X = choose_columns(cleaned_data)
y = cleaned_data["approved"] # change this if you've renamed the `approved` column

X_train, X_test, y_train, y_test = train_test_split(X, y, test_size=0.2, random_state=10)

# LogisiticRegression is another sklearn classifier
lr = LogisticRegression()
lr.fit(X_train,y_train)
lr.score(X_test, y_test)

### Model Selection

You can also try changing the type of model that you're using. In the example above, we just used the LogisticRegression classifier. Do you get different results if you use a different type of classifier?

There are other types of classifiers in scikit-learn, like the KNeighborsClassifier, or the DecisionTreeClassifier. If you are not familiar with these, don't worry. They all may be trained using the same calls to ``fit``, ``score`` and ``predict``.

In [None]:
from sklearn.tree import DecisionTreeClassifier
from sklearn.neighbors import KNeighborsClassifier

dt = DecisionTreeClassifier()
knn = KNeighborsClassifier()
lr = LogisticRegression()

X = choose_columns(cleaned_data)
y = cleaned_data["approved"]

X_train, X_test, y_train, y_test = train_test_split(X, y, test_size=0.2, random_state=10)

dt.fit(X_train, y_train)
knn.fit(X_train, y_train)
lr.fit(X_train, y_train)

print(lr.score(X_test, y_test), dt.score(X_test, y_test), knn.score(X_test, y_test))

### <span style="color:red">Your Turn, Model Selection</span>

Use the data and features you selected in the previous sections to train different types of models. You may use any scikit-learn model you see fit. If you think it might be useful, you can also try different parameters for different models.
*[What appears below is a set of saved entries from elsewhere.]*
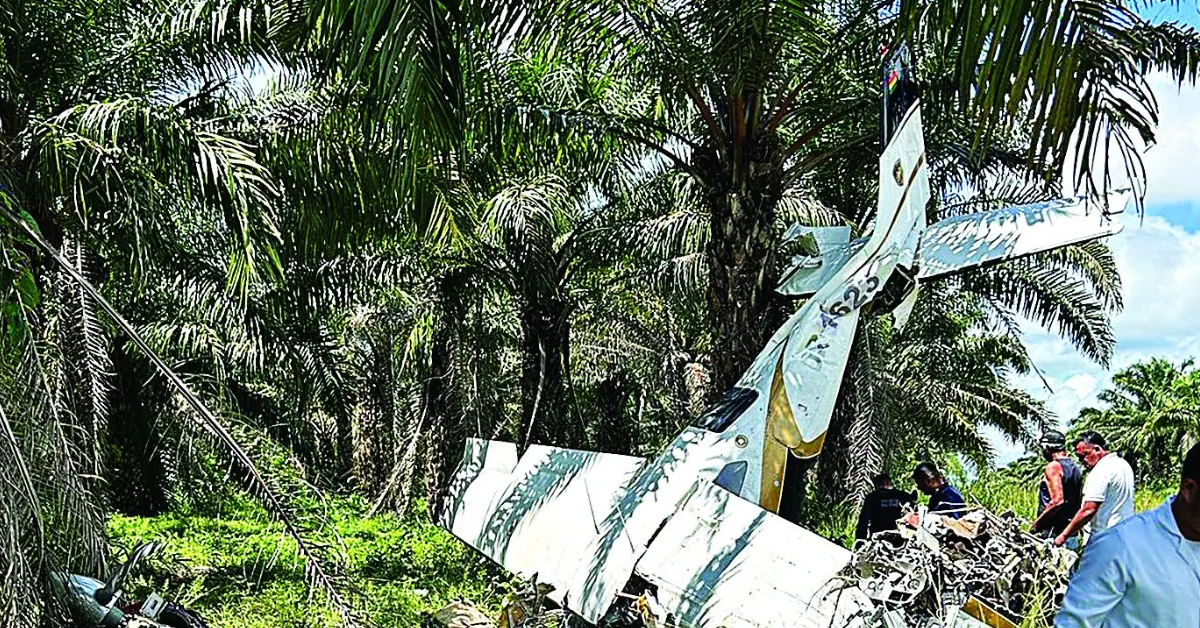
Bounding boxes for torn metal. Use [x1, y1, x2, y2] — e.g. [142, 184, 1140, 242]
[841, 508, 1077, 627]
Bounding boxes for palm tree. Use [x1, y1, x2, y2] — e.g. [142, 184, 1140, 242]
[445, 0, 1197, 393]
[0, 0, 365, 621]
[1074, 358, 1200, 481]
[293, 0, 1179, 531]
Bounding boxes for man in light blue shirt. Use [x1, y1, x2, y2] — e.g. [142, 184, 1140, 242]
[1055, 443, 1200, 627]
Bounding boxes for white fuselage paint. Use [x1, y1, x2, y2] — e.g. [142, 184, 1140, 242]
[439, 101, 1126, 627]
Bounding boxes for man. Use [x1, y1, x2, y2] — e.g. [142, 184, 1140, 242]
[1053, 431, 1135, 546]
[912, 461, 966, 518]
[1055, 443, 1200, 627]
[855, 473, 917, 539]
[1030, 430, 1083, 547]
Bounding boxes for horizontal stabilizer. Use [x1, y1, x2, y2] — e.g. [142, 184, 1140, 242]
[777, 239, 864, 297]
[781, 224, 853, 248]
[440, 439, 646, 605]
[777, 226, 855, 297]
[917, 193, 1127, 280]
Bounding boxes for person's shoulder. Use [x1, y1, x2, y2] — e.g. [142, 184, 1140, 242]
[1113, 454, 1134, 474]
[1082, 526, 1134, 565]
[1100, 507, 1160, 541]
[1093, 454, 1123, 476]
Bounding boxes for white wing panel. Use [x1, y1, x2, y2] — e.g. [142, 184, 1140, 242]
[634, 482, 875, 628]
[917, 193, 1127, 280]
[440, 439, 647, 603]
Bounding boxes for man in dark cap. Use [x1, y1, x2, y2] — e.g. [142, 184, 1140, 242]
[1055, 443, 1200, 626]
[912, 461, 966, 518]
[855, 473, 917, 540]
[1030, 430, 1084, 549]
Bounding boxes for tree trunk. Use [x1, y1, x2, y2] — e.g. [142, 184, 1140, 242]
[519, 299, 575, 448]
[704, 182, 785, 397]
[107, 344, 170, 515]
[424, 323, 460, 519]
[682, 360, 711, 418]
[595, 371, 634, 454]
[354, 336, 396, 498]
[333, 403, 354, 483]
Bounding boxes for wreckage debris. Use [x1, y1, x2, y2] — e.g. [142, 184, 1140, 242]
[429, 579, 575, 628]
[842, 507, 1077, 627]
[428, 601, 497, 628]
[434, 507, 1077, 628]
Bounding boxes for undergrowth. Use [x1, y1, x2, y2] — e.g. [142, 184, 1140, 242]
[108, 497, 505, 628]
[107, 473, 1181, 628]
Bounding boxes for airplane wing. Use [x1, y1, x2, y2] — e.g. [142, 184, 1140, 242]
[443, 441, 998, 627]
[440, 438, 647, 604]
[442, 442, 880, 627]
[632, 481, 877, 628]
[916, 193, 1127, 280]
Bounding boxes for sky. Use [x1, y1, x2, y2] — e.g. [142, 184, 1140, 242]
[985, 3, 1200, 465]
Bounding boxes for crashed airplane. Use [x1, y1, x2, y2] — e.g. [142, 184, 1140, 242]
[438, 60, 1127, 627]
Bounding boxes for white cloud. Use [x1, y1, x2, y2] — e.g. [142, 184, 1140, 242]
[986, 78, 1200, 466]
[1059, 72, 1200, 216]
[1141, 73, 1200, 207]
[994, 215, 1200, 465]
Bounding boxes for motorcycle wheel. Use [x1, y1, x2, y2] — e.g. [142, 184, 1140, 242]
[156, 602, 210, 628]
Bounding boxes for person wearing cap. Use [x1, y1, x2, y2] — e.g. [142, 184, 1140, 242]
[912, 461, 966, 519]
[1030, 430, 1084, 549]
[1055, 442, 1200, 627]
[1053, 431, 1135, 546]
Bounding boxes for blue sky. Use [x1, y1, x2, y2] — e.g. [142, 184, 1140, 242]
[987, 4, 1200, 464]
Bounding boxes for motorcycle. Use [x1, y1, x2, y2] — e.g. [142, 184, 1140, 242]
[50, 542, 209, 628]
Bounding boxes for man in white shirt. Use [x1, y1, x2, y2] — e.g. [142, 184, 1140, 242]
[1054, 431, 1135, 546]
[1055, 443, 1200, 627]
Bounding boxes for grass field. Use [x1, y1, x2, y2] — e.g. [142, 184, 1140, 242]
[108, 477, 1178, 627]
[109, 498, 505, 628]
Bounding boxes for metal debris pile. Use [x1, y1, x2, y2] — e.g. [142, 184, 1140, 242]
[843, 508, 1078, 627]
[427, 579, 572, 628]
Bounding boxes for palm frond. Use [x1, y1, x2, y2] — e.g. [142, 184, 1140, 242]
[958, 261, 1116, 366]
[0, 204, 362, 627]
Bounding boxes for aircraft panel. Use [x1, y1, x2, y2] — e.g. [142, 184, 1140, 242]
[440, 439, 647, 605]
[633, 481, 875, 627]
[917, 193, 1127, 280]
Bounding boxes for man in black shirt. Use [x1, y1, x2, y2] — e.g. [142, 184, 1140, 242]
[1030, 430, 1083, 546]
[855, 473, 917, 540]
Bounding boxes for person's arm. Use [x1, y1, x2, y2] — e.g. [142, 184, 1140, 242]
[1055, 502, 1099, 545]
[1032, 461, 1064, 532]
[854, 499, 871, 540]
[1054, 530, 1129, 627]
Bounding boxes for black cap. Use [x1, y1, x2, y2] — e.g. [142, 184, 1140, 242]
[1039, 430, 1066, 449]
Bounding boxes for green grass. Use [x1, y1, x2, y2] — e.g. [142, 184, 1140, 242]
[107, 476, 1182, 628]
[967, 474, 1040, 520]
[966, 474, 1176, 519]
[108, 498, 505, 628]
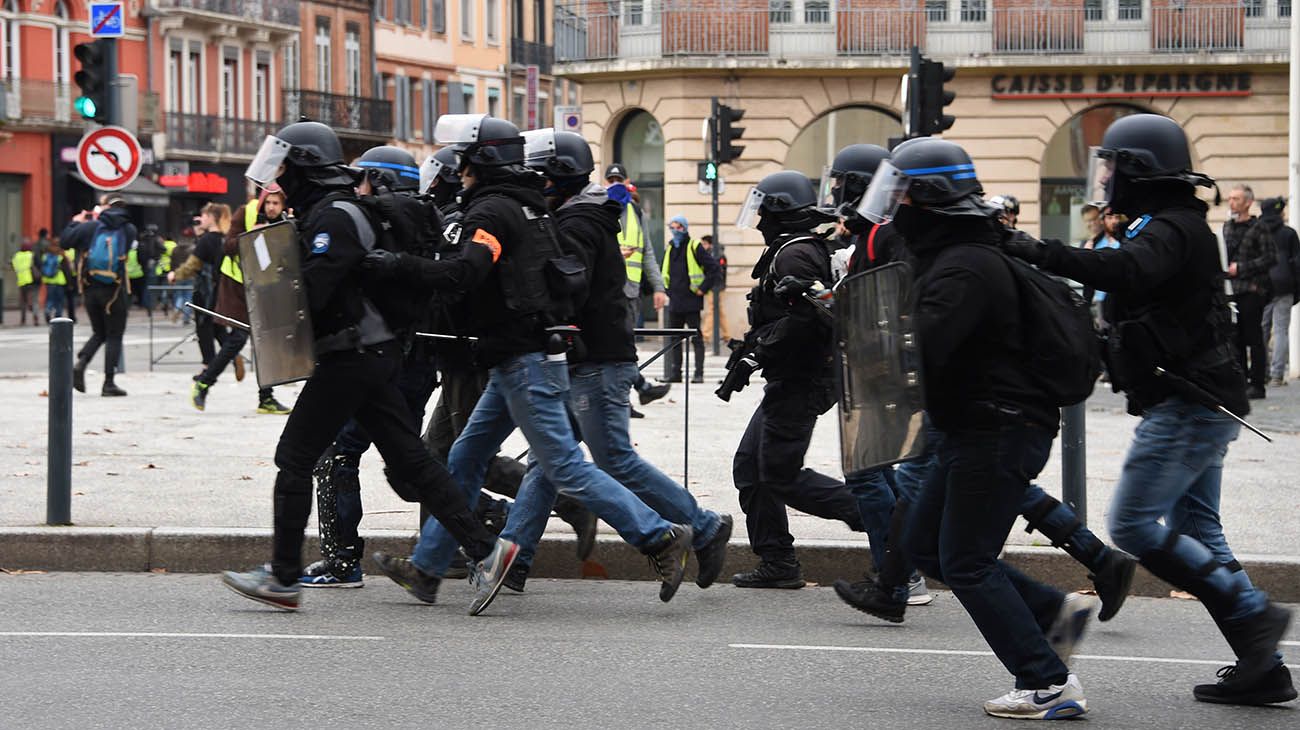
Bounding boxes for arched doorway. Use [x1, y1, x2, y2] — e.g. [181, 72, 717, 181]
[1040, 104, 1147, 242]
[614, 109, 665, 258]
[785, 105, 903, 178]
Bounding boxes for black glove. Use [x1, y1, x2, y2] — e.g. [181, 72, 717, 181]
[774, 275, 816, 300]
[361, 249, 402, 277]
[1000, 230, 1048, 267]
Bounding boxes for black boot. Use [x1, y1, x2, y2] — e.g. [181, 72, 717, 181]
[101, 378, 127, 397]
[1090, 549, 1137, 622]
[732, 560, 805, 589]
[1217, 604, 1293, 687]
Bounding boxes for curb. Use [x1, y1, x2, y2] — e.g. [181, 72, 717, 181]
[3, 527, 1298, 603]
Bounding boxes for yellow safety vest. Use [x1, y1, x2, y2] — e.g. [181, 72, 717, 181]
[157, 240, 177, 275]
[662, 237, 705, 295]
[617, 202, 644, 285]
[40, 254, 67, 287]
[126, 248, 143, 279]
[245, 200, 259, 231]
[11, 250, 34, 287]
[220, 253, 243, 284]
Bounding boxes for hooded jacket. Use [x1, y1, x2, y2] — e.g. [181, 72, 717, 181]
[61, 206, 138, 288]
[1258, 199, 1300, 299]
[555, 183, 636, 363]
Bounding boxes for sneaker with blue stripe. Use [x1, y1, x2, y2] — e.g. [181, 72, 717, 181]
[299, 559, 363, 588]
[984, 674, 1088, 719]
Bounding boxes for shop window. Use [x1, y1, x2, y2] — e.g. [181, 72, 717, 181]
[784, 105, 902, 179]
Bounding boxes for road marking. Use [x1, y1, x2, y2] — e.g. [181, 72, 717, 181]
[0, 631, 384, 641]
[1282, 641, 1300, 647]
[730, 643, 1229, 666]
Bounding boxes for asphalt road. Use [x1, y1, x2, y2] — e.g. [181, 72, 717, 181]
[1, 573, 1295, 729]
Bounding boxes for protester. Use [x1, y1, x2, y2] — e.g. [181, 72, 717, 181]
[1224, 184, 1276, 399]
[662, 214, 721, 383]
[10, 240, 38, 326]
[1257, 197, 1299, 387]
[170, 203, 231, 370]
[62, 194, 136, 397]
[697, 234, 731, 347]
[39, 241, 73, 321]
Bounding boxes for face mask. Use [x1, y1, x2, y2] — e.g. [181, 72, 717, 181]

If you don't know what a model parameter is, or what the model parameter means, you don't need to worry about that.

In [None]:
# these are some examples of classifiers from the scikit-learn library

from sklearn.tree import DecisionTreeClassifier
from sklearn.neighbors import KNeighborsClassifier
from sklearn.svm import SVC
from sklearn.ensemble import RandomForestClassifier, AdaBoostClassifier
from sklearn.naive_bayes import GaussianNB

X = choose_columns(cleaned_data)
y = cleaned_data["approved"]

X_train, X_test, y_train, y_test = train_test_split(X, y, test_size=0.2, random_state=10)

# put models here 
rf = RandomForestClassifier().fit(X_train, y_train)

print(rf.score(X_test, y_test))

# End

Thank you for participating in the study. In section 3 you should have explored the performance of several different classifiers. Now is the time where you need to choose which one you believe to be the best. To submit your model for consideration, please assign your model to the variable SUBMITTED_MODEL in the cell below and then execute the cell.

Remember that the model you submit will be used to recommend financial products to prospective loan applicants. 

You may submit multiple times, however only your last submitted model will be considered.

In [None]:
SUBMITTED_MODEL = # write the variable here

# if the model you decide on is named clf, then you would write 
# SUBMITTED_MODEL = clf

You may now return to the Qualtrics and complete the survey.